Bir bütün olmuştuk.

Start from the beginning
                                    

"Bende sana hemde çok." diyerek hala tişörtümün içinde olan elini gezdirmişti ve bir daha irkilmeme sebep olmuştu. Hem elleri soğuktu hemde huylanıyordum.

Aslında ikimizde birbirimizden çok etkileniyorduk çoğu zaman ama engel oluyorduk kendimize.

Ellerimi saçına çıkarıp okşadım. Ardından bana yaklaştı ve dudaklarımı öpmeye başladı tekrardan. Hep beni öperken haraketlerine dikkat ediyor incitmemek için yavaş haraket ediyordu.

(Smut vardır burdan sonra. Rahatsız olan devamına bakmasın. Şimdiden uyarıyorum.)

Bence bazı şeylerin zamanı gelmişti. Dediğim gibi birbirimizden çoğu zaman çok etkileniyorduk ama kendimizi durduruyorduk ama artık zamanı gelmişti. Ben hazırdım.

Dudakları arasında dilimi göndermiştim. Bunu geri çevirmemişti kabul etmişti. İyice belime sarılmıştı ve beni kendine bastırıp öpüşmemizin derinleşmesini sağlamıştı.

Her haraketiyle belim dikleşiyordu. Minho beni gevşetmek amacıyla sırtımı okşuyor ve belimin dikleşmemesini sağlamaya çalışıyordu. Ama biraz zorlanıyordu da.

Benden ayrılmış ve nefes nefese konuşmuştu.

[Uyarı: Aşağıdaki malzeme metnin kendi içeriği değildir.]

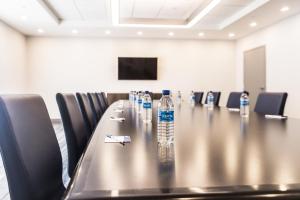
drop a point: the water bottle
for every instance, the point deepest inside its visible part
(244, 104)
(210, 100)
(147, 108)
(192, 98)
(178, 98)
(165, 124)
(139, 101)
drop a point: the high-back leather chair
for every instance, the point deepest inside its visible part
(217, 96)
(198, 97)
(95, 105)
(101, 102)
(87, 111)
(29, 149)
(76, 132)
(271, 103)
(105, 99)
(234, 100)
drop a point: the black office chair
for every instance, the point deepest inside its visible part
(29, 149)
(234, 100)
(105, 99)
(217, 96)
(198, 97)
(87, 111)
(101, 102)
(95, 106)
(269, 103)
(76, 132)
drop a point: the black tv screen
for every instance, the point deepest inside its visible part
(137, 68)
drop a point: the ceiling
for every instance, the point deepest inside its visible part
(186, 19)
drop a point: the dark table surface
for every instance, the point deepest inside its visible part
(216, 154)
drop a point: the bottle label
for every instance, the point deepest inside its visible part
(147, 105)
(244, 103)
(166, 116)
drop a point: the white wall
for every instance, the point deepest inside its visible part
(282, 43)
(12, 61)
(81, 64)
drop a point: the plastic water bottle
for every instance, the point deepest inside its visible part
(210, 100)
(192, 98)
(178, 98)
(139, 102)
(165, 129)
(147, 108)
(244, 104)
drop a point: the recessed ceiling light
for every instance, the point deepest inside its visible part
(74, 31)
(201, 34)
(24, 18)
(284, 9)
(253, 24)
(231, 35)
(40, 30)
(171, 34)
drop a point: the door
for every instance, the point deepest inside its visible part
(255, 73)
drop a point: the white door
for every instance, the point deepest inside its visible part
(255, 73)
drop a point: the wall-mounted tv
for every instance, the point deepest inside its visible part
(130, 68)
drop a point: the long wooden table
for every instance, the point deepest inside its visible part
(216, 155)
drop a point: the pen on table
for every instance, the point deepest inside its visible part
(110, 136)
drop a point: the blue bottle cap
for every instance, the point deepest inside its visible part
(166, 92)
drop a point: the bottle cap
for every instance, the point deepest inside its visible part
(246, 92)
(166, 92)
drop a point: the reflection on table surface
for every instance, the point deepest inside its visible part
(213, 150)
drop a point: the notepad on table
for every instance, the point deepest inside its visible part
(120, 119)
(275, 117)
(117, 139)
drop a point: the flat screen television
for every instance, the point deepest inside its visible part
(130, 68)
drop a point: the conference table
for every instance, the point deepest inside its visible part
(216, 155)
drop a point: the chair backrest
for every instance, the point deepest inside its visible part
(234, 100)
(157, 96)
(101, 102)
(29, 148)
(198, 97)
(105, 99)
(87, 111)
(217, 96)
(270, 103)
(75, 129)
(95, 105)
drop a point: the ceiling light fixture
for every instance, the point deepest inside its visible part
(24, 18)
(253, 24)
(74, 31)
(284, 9)
(201, 34)
(231, 35)
(115, 12)
(40, 31)
(171, 34)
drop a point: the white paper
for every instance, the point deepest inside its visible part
(118, 110)
(120, 119)
(275, 117)
(234, 109)
(117, 139)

"Hazır olduğuna emin misin?" diyerek kalın ve derin sesiyle sormuştu bana. Sadece kafamı sallamıştım ve tekrar dudaklarına yapışmıştım. Gülümsemişti ve gülüşündende öpmüştüm onu.

Elleri belimden aşağı doğru kayarak kalçalarıma inmişti. İnlemiştim ve dudaklarını dişlemiştim.

Şu an zirveye doğru gidiyorduk ve burdan geri dönüşümüzün olması çok zordu.

Belim kıvrılmıştı ve kendimi ona sürtmüş ikimizinde inlemesine sebep olmuştum. Çok derindi inlemesi. Beni daha kötü yapıyordu.

Benden ayrılmış ve yanağımı okşamaya başlayıp konuşmuştu.

"Sen ne ara bu kadar yaramaz bir sincap oldun?"

Utanmıştım. Ani gelen utançla kalkmaya çalıştım ama beni belimden tutmuş ve bastırmıştı kendine.

Yine inlememe sebep olmuştu.

Yavaşça beni kucağına alarak ayağa kalkmış ve üst kata çıkmaya başlamıştık.

Kedilerin miyavlamaları aşağıda kalırken biz odamıza çıkmıştık.

Arkam yatakla buluştuğunda utançtan iyice kapanmıştı gözlerim.

"Aç gözlerini bebeğim..." derin sesiyle odaya fısıldamıştı. Vücuduma engel olamıyordum. O ne derse onu yapıyordu vücudum.

Gözlerimi açmıştım ve bana derin şekilde bakan gözlerine dikmiştim gözlerimi. Ardından eğilerek boyunuma yaklaşmıştı. Kafamı yana eğerek ona yer aşmıştım. Nefesi ne kadar beni huylandırsa da bir yandan da midemde kelebeklerin uçuşmasına kendimden geçmeme sebep oluyordu.

Dudaklarını boynuma değdirmiş ve minik öpücükler bırakmıştı ardından burnunu değdirerek kokumu içine çekmişti. Ama bunlarla yetinmiyordu dişlerini köprücük kemiğimin oraya geçirmiş ve emmişti.

Benim sevgilim bu kadar arsız mıydı?

Boğuk bit şekilde inlemiştim ona karşı. Ellerimi ensesine atmış ve daha çok bastırmıştım onu kendime.

Kokumu çekiyor, vücuduma izler bırakıyordu.

"M-minho." demiştim zorlukla. Beni umursamadan tişörtümün eteklerinden tutarak kaldırıp çıkarmış ve odanın bir köşesine fırlatmıştı. Ellerim ise boş durmamış ve üzerinde olan gömleğin düğmelerini açmaya başlamıştım bende.